Threatening teachers

Lord Hill (the Schools Minister, do keep up at the back there) has written to the heads of schools wanting to become academies to threaten them that they can’t become academies if they reach agreement with the NAS/UWT union.

Lord Hill has threatened headteachers that their bid for academy status is in jeopardy if they enter into any agreement with the NASUWT to maintain national pay and conditions of service.(from the NAS/UWT site)

Here’s the offending document. I can’t work out how to link to it so I’ve copied and pasted it here, with apologies to the NAS.UWT.
LORD HILL LETTER TO ACADEMIES JAN 2011.pdf

Lord Hill says in his first paragraph that “We consider the freedom to set the pay and conditions of staff to be one of the key freedoms of Academy status.”

If the reader is under any illusion that these “key freedoms” include “paying staff over the national rate”, he threatens that any school that reaches an agreement to keep to the national rate will not get Academy status.

Maybe my English Comprehension skills just aren’t up to the appropriate standard but this threat seems pretty clear. I never studied Fundamentals of English/European Law but the legality of this seems at least doubtful.

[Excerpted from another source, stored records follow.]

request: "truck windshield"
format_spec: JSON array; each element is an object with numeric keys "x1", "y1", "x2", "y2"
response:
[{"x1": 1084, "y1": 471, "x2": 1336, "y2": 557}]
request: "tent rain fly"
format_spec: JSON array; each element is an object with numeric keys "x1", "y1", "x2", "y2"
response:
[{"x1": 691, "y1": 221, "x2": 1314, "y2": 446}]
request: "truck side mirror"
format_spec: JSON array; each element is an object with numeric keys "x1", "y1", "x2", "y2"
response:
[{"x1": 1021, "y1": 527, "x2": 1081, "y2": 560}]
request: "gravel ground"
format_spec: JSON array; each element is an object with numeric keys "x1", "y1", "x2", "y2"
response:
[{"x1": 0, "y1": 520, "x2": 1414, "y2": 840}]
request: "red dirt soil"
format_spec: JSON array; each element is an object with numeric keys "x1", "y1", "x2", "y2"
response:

The NAS/UWT seem to be of the same opinion:

The letter also offers advice on academy conversion that, if followed, would place schools in breach of their statutory obligations, leaving them vulnerable to legal action.
Chris Keates, NASUWT General Secretary,said:
“Quite frankly, I am astonished that a Minister would commit to writing such threats and deeply flawed advice.
“For a peer and a Minister to encourage the flouting of the law is, I believe, unprecedented.

“Academies” aren’t exactly covered in glory, as it is, even before they are entered in an unseemly rush for the cheapest teachers.

On 12 January Sky News reported that

Around a quarter of the worst performing secondary schools in England are academies, according to the latest set of league tables.”

Quite how bad are these academies going to be when they only employ teachers on lower pay and conditions?